C’est un voile si noir qui couvre son visage
Dont elle a voulu ceindre et cacher son image
Et d’un renoncement dans ses yeux et son corps
Qu’elle donne en offrande aux anges de la mort…
Le malheur est injuste quand plus rien n’en délivre
Elle a tari ses pleurs et renoncé à vivre
En mémoire d’un homme aujourd’hui disparu
Qu’elle avait entouré d’un amour éperdu…
Mais elle a refusé ce sort inacceptable
Fidèle et dévouée à l’amour véritable
Qui demeure à jamais malgré le temps qui fuit
Et l’évidence aussi, celui qu’elle eût pour Lui !
Et lorsqu’elle me voit, un douloureux sourire
Dessine sur sa lèvre un Adieu qui chavire
Erigeant sa beauté au firmament du Ciel
Ainsi qu’un sacrifice aux Dieux providentiels !
Son cœur n’est que Bonté dont l’émouvante empreinte
Reste gravée en moi tel l’Amour d’une Sainte
Qui absout les tourments en leur faisant accueil
Alors que je la sais aussi seule en son deuil !
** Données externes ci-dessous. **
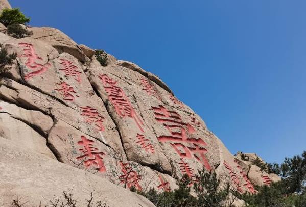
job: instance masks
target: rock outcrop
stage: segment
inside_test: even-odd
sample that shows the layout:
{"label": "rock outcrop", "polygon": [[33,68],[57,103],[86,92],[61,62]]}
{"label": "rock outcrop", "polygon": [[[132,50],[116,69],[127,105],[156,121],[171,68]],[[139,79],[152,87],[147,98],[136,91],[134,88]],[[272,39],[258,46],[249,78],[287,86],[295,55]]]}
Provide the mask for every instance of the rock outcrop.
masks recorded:
{"label": "rock outcrop", "polygon": [[0,205],[73,189],[78,200],[153,206],[122,187],[171,191],[203,167],[240,193],[279,179],[231,154],[157,76],[110,55],[102,67],[59,30],[30,30],[18,39],[0,30],[2,48],[17,54],[0,77]]}

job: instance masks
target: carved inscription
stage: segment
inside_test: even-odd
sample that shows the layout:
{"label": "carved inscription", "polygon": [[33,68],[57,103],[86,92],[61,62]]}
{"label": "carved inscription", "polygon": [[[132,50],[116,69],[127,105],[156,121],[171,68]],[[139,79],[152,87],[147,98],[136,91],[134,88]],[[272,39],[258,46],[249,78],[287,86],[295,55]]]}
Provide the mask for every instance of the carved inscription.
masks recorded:
{"label": "carved inscription", "polygon": [[169,132],[170,135],[162,135],[158,137],[159,142],[170,142],[170,144],[181,158],[192,159],[193,156],[208,171],[211,167],[205,153],[207,144],[202,139],[191,137],[196,131],[190,124],[184,122],[180,116],[174,111],[168,110],[164,107],[152,107],[155,119],[162,123]]}
{"label": "carved inscription", "polygon": [[79,150],[83,155],[78,157],[77,159],[86,158],[84,163],[86,168],[95,167],[95,169],[100,172],[104,172],[106,171],[105,166],[103,163],[102,156],[105,154],[99,151],[99,149],[95,147],[93,144],[95,142],[85,136],[81,137],[81,141],[78,142],[78,144],[82,146]]}
{"label": "carved inscription", "polygon": [[128,163],[120,162],[121,171],[123,173],[123,174],[119,177],[120,183],[126,184],[129,189],[134,186],[137,190],[142,191],[143,188],[139,184],[139,182],[142,179],[142,176],[139,175],[137,172],[133,170],[130,165]]}
{"label": "carved inscription", "polygon": [[270,177],[269,177],[268,175],[262,175],[262,178],[263,178],[264,183],[267,186],[269,186],[272,182],[272,180],[270,179]]}
{"label": "carved inscription", "polygon": [[190,117],[190,122],[192,123],[192,124],[196,126],[199,127],[201,126],[201,123],[198,120],[198,119],[195,117],[194,116],[192,116]]}
{"label": "carved inscription", "polygon": [[114,106],[117,114],[122,118],[132,118],[140,130],[144,132],[142,128],[144,123],[139,118],[122,89],[117,86],[117,82],[106,74],[101,74],[99,77],[108,95],[108,100]]}
{"label": "carved inscription", "polygon": [[60,91],[62,95],[64,96],[64,100],[73,101],[75,100],[75,97],[73,93],[75,93],[76,97],[79,97],[77,95],[77,92],[74,90],[72,86],[70,86],[67,83],[63,82],[58,84],[56,84],[60,86],[59,89],[55,88],[54,90]]}
{"label": "carved inscription", "polygon": [[34,47],[32,44],[21,42],[19,43],[18,45],[22,46],[23,49],[24,54],[21,57],[25,57],[28,58],[26,62],[26,65],[29,68],[33,70],[33,72],[25,75],[25,80],[41,74],[46,71],[51,65],[49,63],[47,63],[44,65],[37,63],[37,61],[42,60],[42,58],[36,53]]}
{"label": "carved inscription", "polygon": [[178,164],[180,166],[180,170],[183,174],[187,174],[187,175],[191,179],[195,177],[194,175],[194,170],[189,167],[188,163],[185,162],[184,159],[181,158],[181,161]]}
{"label": "carved inscription", "polygon": [[64,71],[66,75],[74,77],[75,80],[78,82],[81,82],[82,72],[77,70],[78,67],[67,60],[62,59],[60,60],[60,64],[62,65],[63,67],[59,70]]}
{"label": "carved inscription", "polygon": [[236,186],[237,188],[237,190],[240,193],[242,193],[243,192],[243,190],[241,188],[241,186],[240,185],[240,182],[239,181],[239,177],[237,175],[237,174],[234,172],[232,169],[232,168],[229,164],[226,161],[224,161],[223,162],[224,166],[229,171],[229,176],[230,177],[231,179],[232,180],[233,183]]}
{"label": "carved inscription", "polygon": [[95,123],[97,130],[99,131],[104,132],[105,130],[103,124],[104,118],[99,113],[97,109],[88,106],[81,107],[81,115],[85,118],[86,122],[90,124]]}
{"label": "carved inscription", "polygon": [[152,154],[155,153],[154,147],[150,143],[149,139],[146,139],[143,135],[139,134],[137,134],[137,139],[138,141],[136,143],[140,145],[146,152],[150,152]]}
{"label": "carved inscription", "polygon": [[157,188],[159,189],[162,189],[165,192],[170,191],[170,184],[169,182],[164,181],[162,177],[160,175],[158,175],[159,180],[160,181],[160,185],[157,186]]}
{"label": "carved inscription", "polygon": [[253,184],[252,184],[252,183],[248,178],[248,176],[242,169],[242,168],[240,166],[240,165],[239,165],[237,161],[234,160],[234,162],[237,164],[237,168],[239,170],[239,173],[240,174],[240,175],[242,177],[245,182],[244,186],[248,190],[249,192],[251,194],[256,193],[257,192],[257,191],[255,190],[254,186],[253,186]]}

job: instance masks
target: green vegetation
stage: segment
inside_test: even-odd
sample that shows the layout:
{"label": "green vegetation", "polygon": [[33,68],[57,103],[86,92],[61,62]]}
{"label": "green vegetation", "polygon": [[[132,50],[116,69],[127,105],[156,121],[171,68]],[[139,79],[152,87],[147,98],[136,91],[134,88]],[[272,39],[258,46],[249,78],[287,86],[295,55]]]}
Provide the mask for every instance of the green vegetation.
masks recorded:
{"label": "green vegetation", "polygon": [[30,18],[26,17],[18,8],[4,9],[0,15],[0,23],[5,27],[16,24],[26,25],[30,20]]}
{"label": "green vegetation", "polygon": [[136,192],[146,197],[157,207],[221,207],[232,206],[233,199],[228,195],[234,193],[228,182],[221,183],[215,172],[198,171],[193,180],[194,194],[191,194],[191,180],[184,174],[178,183],[179,188],[173,192],[157,192],[151,189],[147,192]]}
{"label": "green vegetation", "polygon": [[[55,196],[51,199],[43,198],[47,205],[42,205],[41,203],[36,205],[37,207],[80,207],[80,200],[75,199],[72,194],[72,190],[68,189],[62,192],[62,195]],[[41,202],[40,202],[41,203]],[[21,201],[21,198],[17,197],[13,200],[10,207],[26,207],[27,201]],[[84,207],[108,207],[106,202],[103,200],[97,200],[95,198],[95,195],[92,192],[90,193],[88,198],[85,199]],[[27,205],[28,206],[28,205]],[[31,205],[32,206],[32,205]]]}
{"label": "green vegetation", "polygon": [[23,38],[33,34],[32,31],[28,31],[20,24],[9,25],[7,29],[8,34],[15,38]]}
{"label": "green vegetation", "polygon": [[250,207],[306,206],[306,151],[301,156],[286,158],[280,165],[267,165],[269,173],[281,177],[281,180],[270,186],[256,187],[258,193],[237,195]]}
{"label": "green vegetation", "polygon": [[267,163],[265,163],[258,157],[252,161],[252,164],[254,165],[257,165],[261,171],[266,171],[267,170]]}
{"label": "green vegetation", "polygon": [[104,50],[96,50],[96,58],[103,67],[106,66],[107,54]]}
{"label": "green vegetation", "polygon": [[6,49],[0,45],[0,74],[9,70],[7,67],[13,64],[13,61],[17,57],[16,53],[8,54]]}

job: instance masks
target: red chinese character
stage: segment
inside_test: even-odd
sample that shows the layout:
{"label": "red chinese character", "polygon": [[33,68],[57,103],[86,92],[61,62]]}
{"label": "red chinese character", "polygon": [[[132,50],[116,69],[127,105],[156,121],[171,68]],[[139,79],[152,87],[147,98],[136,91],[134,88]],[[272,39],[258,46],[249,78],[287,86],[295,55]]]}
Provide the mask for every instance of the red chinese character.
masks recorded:
{"label": "red chinese character", "polygon": [[267,186],[269,186],[270,184],[272,182],[272,180],[270,179],[270,177],[268,175],[263,176],[262,175],[262,178],[263,178],[263,181],[265,185]]}
{"label": "red chinese character", "polygon": [[80,108],[82,112],[81,115],[87,117],[85,119],[86,122],[90,124],[92,122],[95,122],[99,131],[103,132],[105,130],[103,124],[104,118],[99,113],[97,109],[88,106]]}
{"label": "red chinese character", "polygon": [[[169,111],[163,106],[152,107],[155,115],[155,119],[162,123],[168,130],[171,135],[162,135],[158,138],[160,142],[173,142],[172,147],[181,158],[192,158],[192,153],[208,171],[211,170],[210,165],[204,153],[207,151],[204,146],[207,144],[202,139],[190,137],[196,131],[190,124],[183,122],[181,117],[176,112]],[[191,144],[193,146],[186,147],[182,142]],[[181,147],[181,150],[178,149]]]}
{"label": "red chinese character", "polygon": [[129,189],[134,186],[138,190],[142,191],[143,188],[139,184],[139,182],[142,179],[142,176],[138,175],[136,171],[132,170],[130,165],[128,163],[123,164],[120,162],[121,171],[124,173],[119,176],[120,183],[126,184]]}
{"label": "red chinese character", "polygon": [[230,178],[234,184],[235,184],[235,185],[236,186],[237,190],[240,193],[242,193],[243,192],[243,190],[241,188],[241,186],[240,186],[240,182],[239,181],[239,178],[237,176],[237,174],[236,174],[236,173],[233,172],[231,166],[229,165],[229,164],[228,164],[228,163],[224,161],[223,163],[225,166],[225,167],[229,171],[229,176],[230,176]]}
{"label": "red chinese character", "polygon": [[239,173],[240,173],[240,175],[242,177],[244,181],[246,182],[246,183],[244,184],[244,186],[249,190],[249,192],[251,194],[256,193],[257,192],[257,191],[255,190],[254,186],[253,186],[253,184],[252,184],[252,183],[248,178],[248,176],[242,169],[242,168],[240,166],[240,165],[239,165],[237,160],[234,160],[234,162],[237,164],[237,168],[239,169]]}
{"label": "red chinese character", "polygon": [[170,192],[170,184],[169,182],[164,182],[160,175],[158,175],[158,177],[159,178],[159,180],[160,180],[160,185],[157,186],[157,188],[162,189],[165,192]]}
{"label": "red chinese character", "polygon": [[140,144],[142,146],[142,148],[145,149],[146,152],[149,151],[152,154],[155,151],[154,147],[150,143],[149,139],[146,139],[143,135],[137,134],[137,138],[139,140],[136,143]]}
{"label": "red chinese character", "polygon": [[62,62],[60,63],[62,64],[64,67],[60,69],[60,70],[62,70],[65,72],[66,75],[72,76],[75,77],[75,79],[79,82],[81,82],[80,75],[82,72],[77,70],[78,67],[73,64],[73,63],[65,59],[60,59]]}
{"label": "red chinese character", "polygon": [[188,163],[185,162],[182,158],[181,158],[181,162],[178,164],[180,165],[180,170],[183,174],[187,174],[190,178],[194,177],[194,169],[190,168]]}
{"label": "red chinese character", "polygon": [[145,88],[143,89],[143,90],[146,91],[148,94],[154,96],[155,98],[157,98],[159,100],[161,100],[160,96],[159,96],[158,95],[157,90],[154,89],[153,86],[150,83],[147,79],[142,77],[141,81],[142,85],[144,88]]}
{"label": "red chinese character", "polygon": [[184,107],[184,105],[181,101],[178,100],[177,98],[174,97],[173,95],[171,94],[169,94],[169,99],[172,101],[173,104],[177,104],[179,107],[183,108]]}
{"label": "red chinese character", "polygon": [[190,121],[194,125],[199,127],[201,126],[201,123],[197,119],[196,117],[194,116],[192,116],[190,117]]}
{"label": "red chinese character", "polygon": [[121,117],[128,117],[134,119],[142,132],[144,123],[138,117],[128,97],[123,90],[117,86],[117,82],[109,77],[107,75],[100,75],[104,89],[108,95],[108,100],[112,104],[117,114]]}
{"label": "red chinese character", "polygon": [[62,95],[65,97],[64,100],[69,100],[70,101],[73,101],[75,100],[75,97],[71,93],[76,93],[76,96],[79,97],[76,94],[77,92],[75,91],[74,88],[70,86],[70,85],[66,82],[61,82],[60,83],[57,84],[61,86],[61,88],[60,89],[55,88],[54,90],[62,92]]}
{"label": "red chinese character", "polygon": [[23,52],[25,54],[21,55],[21,57],[26,57],[28,58],[28,60],[26,62],[26,65],[31,70],[34,70],[33,72],[25,75],[25,80],[42,74],[46,71],[48,67],[51,65],[49,63],[47,63],[43,65],[36,62],[38,60],[42,60],[42,58],[35,53],[34,46],[32,44],[22,42],[19,43],[18,45],[24,47]]}
{"label": "red chinese character", "polygon": [[[97,166],[96,169],[99,172],[103,172],[106,171],[102,156],[105,154],[99,151],[97,148],[93,147],[94,141],[87,139],[85,136],[81,136],[82,141],[78,142],[78,144],[83,146],[79,150],[83,152],[83,155],[77,158],[81,159],[85,158],[84,163],[86,167],[88,168],[92,165]],[[88,157],[88,158],[87,158]]]}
Pourrais-je un jour percer le secret de son âme
Pour lui rendre le droit d’être encore une femme
Qui poserait sa main sur mon front trop fiévreux
Et calmerait son feu d’un souffle silencieux ? …
Lui murmurer sans fin, au moins le saurait-elle,
Sous ce grand voile noir que je la trouve belle
Quand je sens son amour dans sa main que je prends
Que d'un regard si grave elle a rendu si grand...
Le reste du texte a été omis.